Line 78: Remove increasingly. Don't sell your model short, it is an important animal model and you tell us why right afterwards.

Line 78: I'm not sure exactly what the final layout will look like, but try to keep the figure close to the first reference to it. It's 4 pages after the fact right now, and I had to go looking.

Lines 77 and 78. Local-global is mentioned several times by this point, but is not defined nor is there a direct reference until 100 when it is finally detailed. Please put a reference on the first mention of it.

Line 94: Again I prefer networks to circuits for this kind of macro level investigation.

Line 95. Use a shorter time scale, not a short time scale. 150ms isn't short compared to the response of a neuron. By keeping your terms relative, people like me can't complain.
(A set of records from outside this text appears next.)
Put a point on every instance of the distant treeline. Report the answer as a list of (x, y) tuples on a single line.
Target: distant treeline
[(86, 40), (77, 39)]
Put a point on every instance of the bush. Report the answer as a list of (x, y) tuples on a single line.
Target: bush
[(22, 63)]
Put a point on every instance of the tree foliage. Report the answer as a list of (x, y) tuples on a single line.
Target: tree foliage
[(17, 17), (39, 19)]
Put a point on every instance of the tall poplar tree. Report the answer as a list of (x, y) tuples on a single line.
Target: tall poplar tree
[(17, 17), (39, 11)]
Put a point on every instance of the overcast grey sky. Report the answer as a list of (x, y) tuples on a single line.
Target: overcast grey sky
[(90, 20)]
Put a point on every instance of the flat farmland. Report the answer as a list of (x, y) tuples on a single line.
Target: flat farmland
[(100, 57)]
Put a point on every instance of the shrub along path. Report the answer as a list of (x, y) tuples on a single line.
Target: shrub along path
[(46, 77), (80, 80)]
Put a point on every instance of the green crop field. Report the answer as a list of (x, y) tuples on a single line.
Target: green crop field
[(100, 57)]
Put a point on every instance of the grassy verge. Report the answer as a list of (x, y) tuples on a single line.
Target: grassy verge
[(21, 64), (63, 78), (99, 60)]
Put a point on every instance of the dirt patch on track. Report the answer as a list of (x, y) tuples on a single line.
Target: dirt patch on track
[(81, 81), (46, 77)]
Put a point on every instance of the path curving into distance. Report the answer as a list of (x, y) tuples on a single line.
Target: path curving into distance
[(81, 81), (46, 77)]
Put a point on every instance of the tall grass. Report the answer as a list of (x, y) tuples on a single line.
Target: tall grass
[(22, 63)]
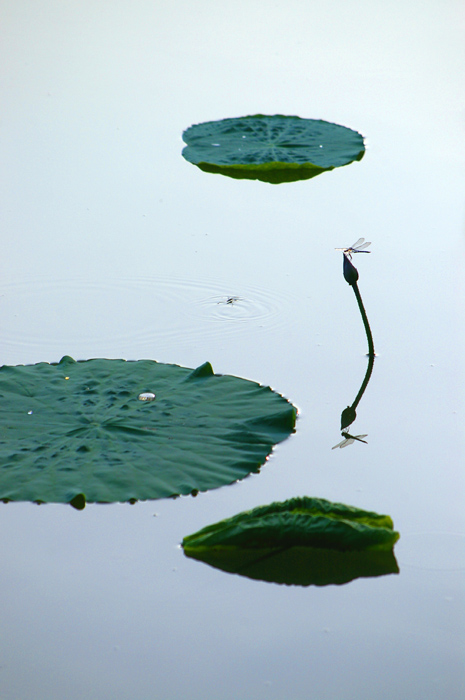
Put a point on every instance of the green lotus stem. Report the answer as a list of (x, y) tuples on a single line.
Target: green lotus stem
[(371, 347)]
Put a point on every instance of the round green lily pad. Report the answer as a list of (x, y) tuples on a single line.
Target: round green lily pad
[(273, 148), (303, 541), (110, 430)]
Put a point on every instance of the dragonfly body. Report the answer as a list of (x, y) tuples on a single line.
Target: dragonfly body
[(349, 439), (357, 247)]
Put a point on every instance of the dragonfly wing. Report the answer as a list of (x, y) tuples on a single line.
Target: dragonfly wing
[(339, 444)]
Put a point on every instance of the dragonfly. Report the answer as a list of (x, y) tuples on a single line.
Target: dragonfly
[(349, 439), (356, 247)]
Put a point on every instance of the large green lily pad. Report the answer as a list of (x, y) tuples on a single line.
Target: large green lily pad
[(303, 541), (273, 148), (109, 430)]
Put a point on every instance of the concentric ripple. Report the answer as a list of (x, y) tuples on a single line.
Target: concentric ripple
[(129, 315)]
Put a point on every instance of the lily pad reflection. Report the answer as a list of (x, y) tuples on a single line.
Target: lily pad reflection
[(303, 541)]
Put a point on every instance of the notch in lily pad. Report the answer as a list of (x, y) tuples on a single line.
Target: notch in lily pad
[(303, 541), (271, 148), (116, 431)]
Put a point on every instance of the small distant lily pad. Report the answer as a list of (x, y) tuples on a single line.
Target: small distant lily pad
[(303, 541), (109, 430), (273, 148)]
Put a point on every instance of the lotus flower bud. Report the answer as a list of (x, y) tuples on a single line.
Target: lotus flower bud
[(350, 272)]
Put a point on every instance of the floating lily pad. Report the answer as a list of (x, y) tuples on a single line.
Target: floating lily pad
[(271, 148), (110, 430), (303, 541)]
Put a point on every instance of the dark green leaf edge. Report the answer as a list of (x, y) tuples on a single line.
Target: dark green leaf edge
[(303, 521)]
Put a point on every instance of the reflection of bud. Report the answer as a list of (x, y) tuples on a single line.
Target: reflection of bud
[(350, 272), (348, 416)]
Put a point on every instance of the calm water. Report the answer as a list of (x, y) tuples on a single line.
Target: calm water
[(114, 246)]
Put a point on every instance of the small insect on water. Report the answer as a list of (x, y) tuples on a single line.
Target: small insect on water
[(229, 300), (357, 247), (349, 439)]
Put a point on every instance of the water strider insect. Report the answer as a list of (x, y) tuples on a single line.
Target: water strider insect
[(349, 439), (356, 247), (229, 300)]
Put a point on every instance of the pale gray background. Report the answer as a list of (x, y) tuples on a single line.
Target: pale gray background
[(114, 246)]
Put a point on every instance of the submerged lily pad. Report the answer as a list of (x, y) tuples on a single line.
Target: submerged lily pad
[(303, 541), (86, 431), (274, 148)]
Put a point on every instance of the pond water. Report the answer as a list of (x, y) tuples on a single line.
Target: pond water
[(114, 246)]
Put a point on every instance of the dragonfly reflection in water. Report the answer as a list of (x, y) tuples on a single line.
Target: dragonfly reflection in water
[(349, 439), (357, 247)]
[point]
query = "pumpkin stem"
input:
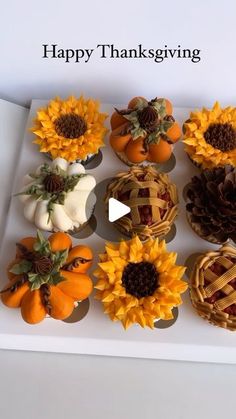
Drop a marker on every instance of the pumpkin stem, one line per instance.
(17, 284)
(45, 294)
(75, 263)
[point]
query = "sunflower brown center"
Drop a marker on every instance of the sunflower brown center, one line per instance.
(70, 125)
(221, 136)
(53, 183)
(140, 279)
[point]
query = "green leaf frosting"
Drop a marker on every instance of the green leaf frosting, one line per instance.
(42, 248)
(137, 131)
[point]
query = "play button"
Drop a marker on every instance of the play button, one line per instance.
(116, 209)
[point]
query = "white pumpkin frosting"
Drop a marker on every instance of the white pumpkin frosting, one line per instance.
(42, 204)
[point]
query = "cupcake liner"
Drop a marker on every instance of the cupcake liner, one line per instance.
(83, 162)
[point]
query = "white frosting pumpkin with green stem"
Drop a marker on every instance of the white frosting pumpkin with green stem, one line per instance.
(58, 196)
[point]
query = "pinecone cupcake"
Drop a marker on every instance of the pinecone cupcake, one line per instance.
(152, 198)
(213, 287)
(211, 210)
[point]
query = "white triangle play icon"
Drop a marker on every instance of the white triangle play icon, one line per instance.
(116, 209)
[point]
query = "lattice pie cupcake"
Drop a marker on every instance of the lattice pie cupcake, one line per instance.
(213, 287)
(152, 198)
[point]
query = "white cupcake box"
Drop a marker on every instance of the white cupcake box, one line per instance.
(189, 338)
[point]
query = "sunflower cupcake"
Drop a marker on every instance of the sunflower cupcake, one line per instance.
(153, 200)
(139, 282)
(72, 129)
(210, 137)
(145, 131)
(213, 287)
(211, 207)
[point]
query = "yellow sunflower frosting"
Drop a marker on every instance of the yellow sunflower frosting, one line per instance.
(139, 282)
(71, 128)
(210, 136)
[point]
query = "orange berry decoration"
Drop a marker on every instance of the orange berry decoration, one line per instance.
(144, 131)
(47, 277)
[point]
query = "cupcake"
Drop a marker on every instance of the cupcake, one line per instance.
(47, 277)
(72, 129)
(210, 137)
(152, 198)
(58, 196)
(139, 282)
(211, 207)
(213, 287)
(145, 130)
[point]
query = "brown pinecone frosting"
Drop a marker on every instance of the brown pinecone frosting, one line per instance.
(213, 287)
(211, 209)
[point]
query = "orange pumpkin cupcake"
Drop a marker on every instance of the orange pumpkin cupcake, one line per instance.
(47, 277)
(152, 198)
(145, 131)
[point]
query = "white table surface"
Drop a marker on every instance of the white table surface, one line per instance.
(49, 385)
(61, 386)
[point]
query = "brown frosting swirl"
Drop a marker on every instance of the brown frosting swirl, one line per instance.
(42, 265)
(212, 203)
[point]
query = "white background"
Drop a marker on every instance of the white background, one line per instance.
(65, 386)
(208, 25)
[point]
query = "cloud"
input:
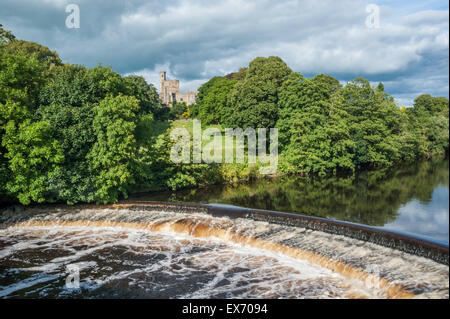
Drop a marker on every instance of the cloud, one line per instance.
(196, 40)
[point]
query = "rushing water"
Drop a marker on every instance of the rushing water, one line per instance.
(124, 252)
(412, 199)
(150, 251)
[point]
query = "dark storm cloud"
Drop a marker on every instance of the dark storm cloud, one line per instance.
(195, 40)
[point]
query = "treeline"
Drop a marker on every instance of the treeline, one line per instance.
(325, 127)
(73, 134)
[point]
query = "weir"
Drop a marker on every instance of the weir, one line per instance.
(368, 262)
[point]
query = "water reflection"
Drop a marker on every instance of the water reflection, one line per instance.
(412, 198)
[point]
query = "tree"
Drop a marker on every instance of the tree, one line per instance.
(213, 102)
(42, 53)
(313, 127)
(113, 156)
(255, 99)
(146, 94)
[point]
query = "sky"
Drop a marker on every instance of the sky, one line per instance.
(194, 40)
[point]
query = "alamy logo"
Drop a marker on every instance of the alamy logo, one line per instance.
(73, 278)
(228, 148)
(373, 19)
(73, 19)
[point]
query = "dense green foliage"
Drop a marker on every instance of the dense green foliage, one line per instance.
(324, 127)
(73, 134)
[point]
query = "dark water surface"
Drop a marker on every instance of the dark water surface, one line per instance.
(412, 199)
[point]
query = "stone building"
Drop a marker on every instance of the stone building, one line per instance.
(169, 91)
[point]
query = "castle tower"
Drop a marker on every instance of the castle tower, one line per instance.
(169, 91)
(162, 78)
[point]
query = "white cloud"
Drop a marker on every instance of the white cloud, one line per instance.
(196, 40)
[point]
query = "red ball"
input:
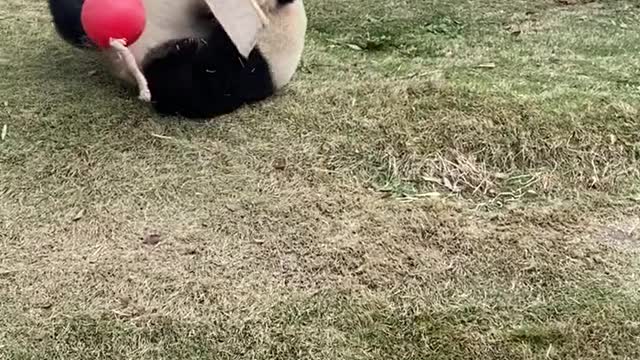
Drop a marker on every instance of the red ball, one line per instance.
(113, 19)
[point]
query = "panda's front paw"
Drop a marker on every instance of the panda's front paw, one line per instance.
(145, 95)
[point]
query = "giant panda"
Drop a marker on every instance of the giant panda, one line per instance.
(195, 67)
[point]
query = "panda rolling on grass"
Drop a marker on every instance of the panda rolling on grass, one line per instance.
(204, 58)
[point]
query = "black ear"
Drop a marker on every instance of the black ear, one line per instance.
(66, 19)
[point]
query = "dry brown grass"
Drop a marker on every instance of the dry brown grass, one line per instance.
(397, 201)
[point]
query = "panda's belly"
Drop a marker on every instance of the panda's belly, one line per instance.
(166, 20)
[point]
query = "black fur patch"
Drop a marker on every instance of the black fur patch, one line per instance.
(66, 19)
(204, 78)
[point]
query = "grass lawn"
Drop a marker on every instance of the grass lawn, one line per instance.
(444, 179)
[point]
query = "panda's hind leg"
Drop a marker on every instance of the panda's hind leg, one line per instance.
(205, 78)
(66, 19)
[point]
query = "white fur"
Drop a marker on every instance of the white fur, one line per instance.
(281, 41)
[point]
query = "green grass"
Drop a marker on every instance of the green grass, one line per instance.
(399, 200)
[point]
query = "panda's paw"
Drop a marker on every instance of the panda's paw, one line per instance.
(145, 95)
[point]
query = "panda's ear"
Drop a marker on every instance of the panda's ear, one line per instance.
(240, 19)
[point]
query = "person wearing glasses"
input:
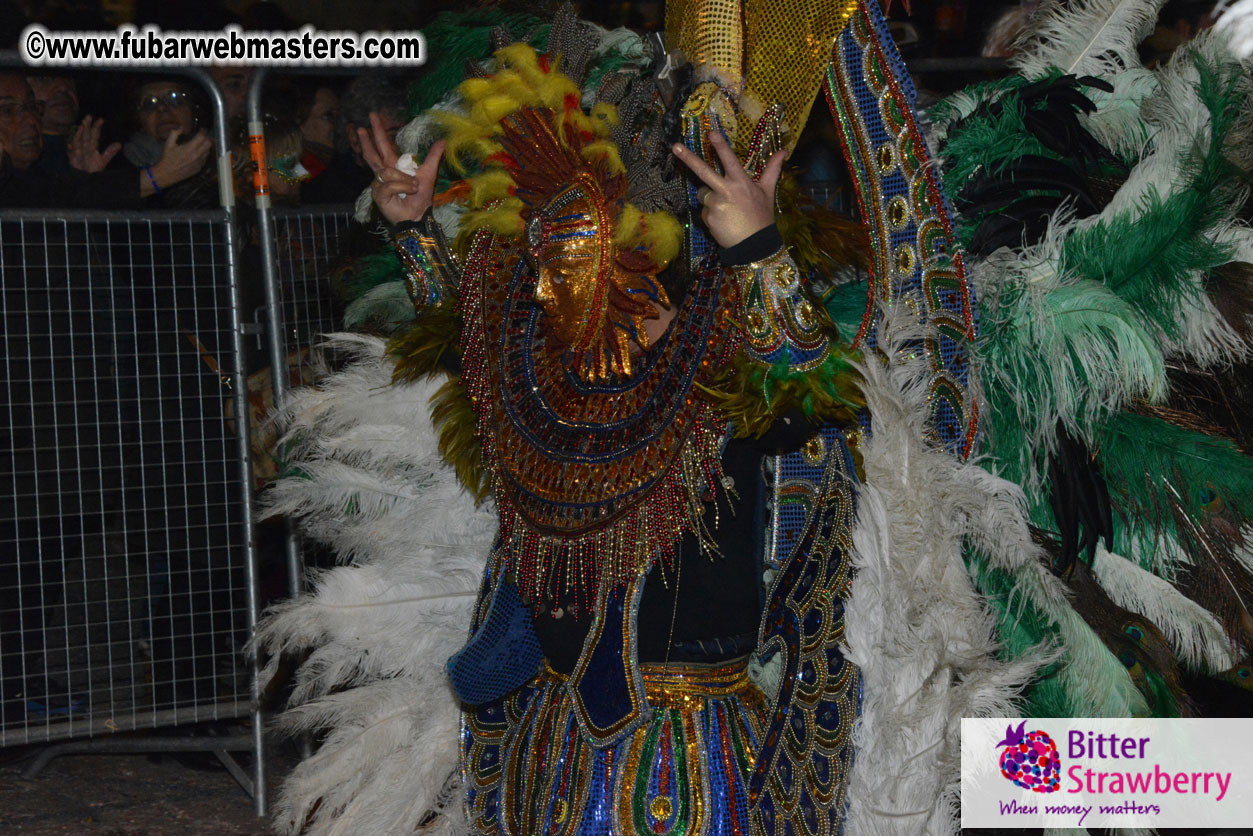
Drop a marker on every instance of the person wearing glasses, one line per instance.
(87, 184)
(169, 147)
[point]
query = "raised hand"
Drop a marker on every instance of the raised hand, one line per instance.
(397, 194)
(733, 206)
(179, 161)
(84, 148)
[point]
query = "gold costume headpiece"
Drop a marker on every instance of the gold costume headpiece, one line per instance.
(551, 173)
(763, 53)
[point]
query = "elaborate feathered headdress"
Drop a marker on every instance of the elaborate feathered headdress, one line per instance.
(551, 173)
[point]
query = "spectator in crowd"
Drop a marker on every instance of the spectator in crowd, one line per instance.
(348, 174)
(317, 130)
(87, 184)
(233, 80)
(58, 94)
(168, 123)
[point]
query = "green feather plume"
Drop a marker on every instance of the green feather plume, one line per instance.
(454, 419)
(1150, 253)
(459, 36)
(1088, 681)
(1058, 350)
(753, 396)
(424, 349)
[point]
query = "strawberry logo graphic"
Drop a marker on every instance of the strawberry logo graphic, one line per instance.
(1030, 760)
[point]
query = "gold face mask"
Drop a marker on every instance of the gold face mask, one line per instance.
(595, 295)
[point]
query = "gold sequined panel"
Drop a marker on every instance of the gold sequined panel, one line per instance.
(779, 49)
(681, 773)
(787, 45)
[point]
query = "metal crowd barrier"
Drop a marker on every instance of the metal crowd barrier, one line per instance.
(308, 248)
(124, 538)
(128, 580)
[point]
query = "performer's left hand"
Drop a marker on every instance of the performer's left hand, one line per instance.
(733, 206)
(84, 149)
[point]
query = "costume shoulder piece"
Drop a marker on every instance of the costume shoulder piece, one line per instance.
(598, 456)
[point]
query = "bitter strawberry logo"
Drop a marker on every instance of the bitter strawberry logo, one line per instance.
(1030, 760)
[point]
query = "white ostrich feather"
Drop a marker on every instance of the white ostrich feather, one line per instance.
(381, 629)
(1086, 36)
(1055, 331)
(1178, 125)
(915, 626)
(1194, 634)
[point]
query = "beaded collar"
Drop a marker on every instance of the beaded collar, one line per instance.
(593, 480)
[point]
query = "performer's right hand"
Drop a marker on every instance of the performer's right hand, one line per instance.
(399, 196)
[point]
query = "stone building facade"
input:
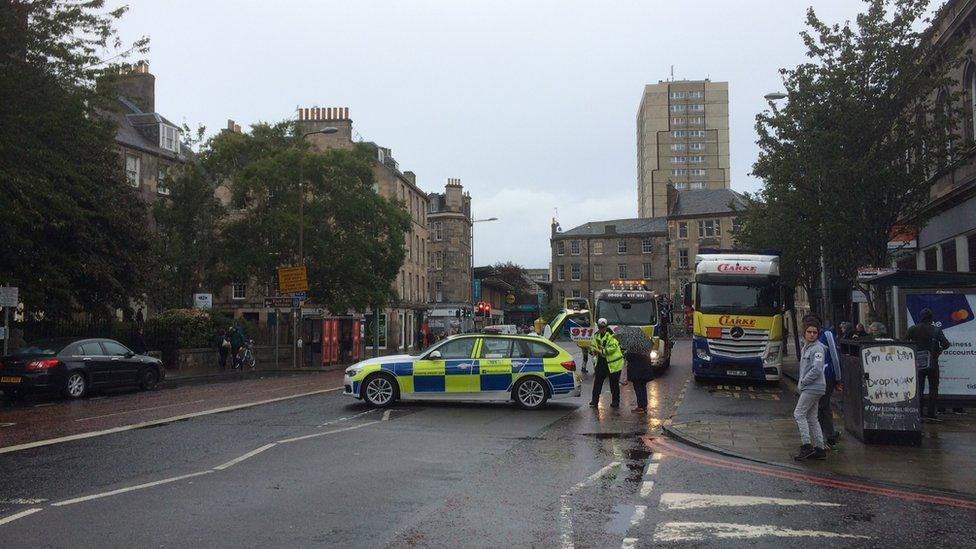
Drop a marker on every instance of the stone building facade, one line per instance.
(698, 219)
(449, 246)
(587, 257)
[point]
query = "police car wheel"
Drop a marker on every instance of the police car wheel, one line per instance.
(530, 393)
(379, 391)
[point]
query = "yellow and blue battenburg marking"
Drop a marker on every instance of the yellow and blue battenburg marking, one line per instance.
(474, 375)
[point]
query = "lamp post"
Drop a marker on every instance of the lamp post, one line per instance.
(771, 98)
(473, 221)
(301, 232)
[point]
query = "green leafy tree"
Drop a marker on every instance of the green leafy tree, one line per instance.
(849, 158)
(353, 237)
(74, 237)
(186, 245)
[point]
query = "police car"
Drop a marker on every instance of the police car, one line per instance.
(483, 367)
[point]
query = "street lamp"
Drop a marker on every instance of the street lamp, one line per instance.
(473, 221)
(301, 232)
(771, 98)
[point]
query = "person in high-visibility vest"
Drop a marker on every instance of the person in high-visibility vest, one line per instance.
(609, 363)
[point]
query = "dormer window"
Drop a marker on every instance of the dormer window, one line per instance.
(169, 138)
Lines 101-105, and especially the word alternatively at 103. The description of the stimuli is unclear. I cannot tell if x can be either 800 or 6000Hz, so that there are stimuli of 800 800 800 800 800 and 800 800 800 800 6000 as well as 6000 6000 6000 6000 6000 and 6000 6000 6000 6000 800 or only the former. Some rephrasing should easily tidy this up.

Line 153: PE1 and PE2 need to be defined in the caption text, not just in the figure image.

Line 246: None of the MG or the cortical areas are "low-level auditory pathway". You could maybe get away with lower-level and keep it relative in the context of this study, but even then, you have IC which is lower than the MG, is not mentioned here, and is still not low-level as it's midbrain not brainstem. I'd recommend saying lower cortical and subcortical areas, or something to that effect. Be very aware that the IC does a lot of auditory processing, and probably is most closely analogous with V1 in the visual system, so this is the kind of error that can upset a lot of researchers.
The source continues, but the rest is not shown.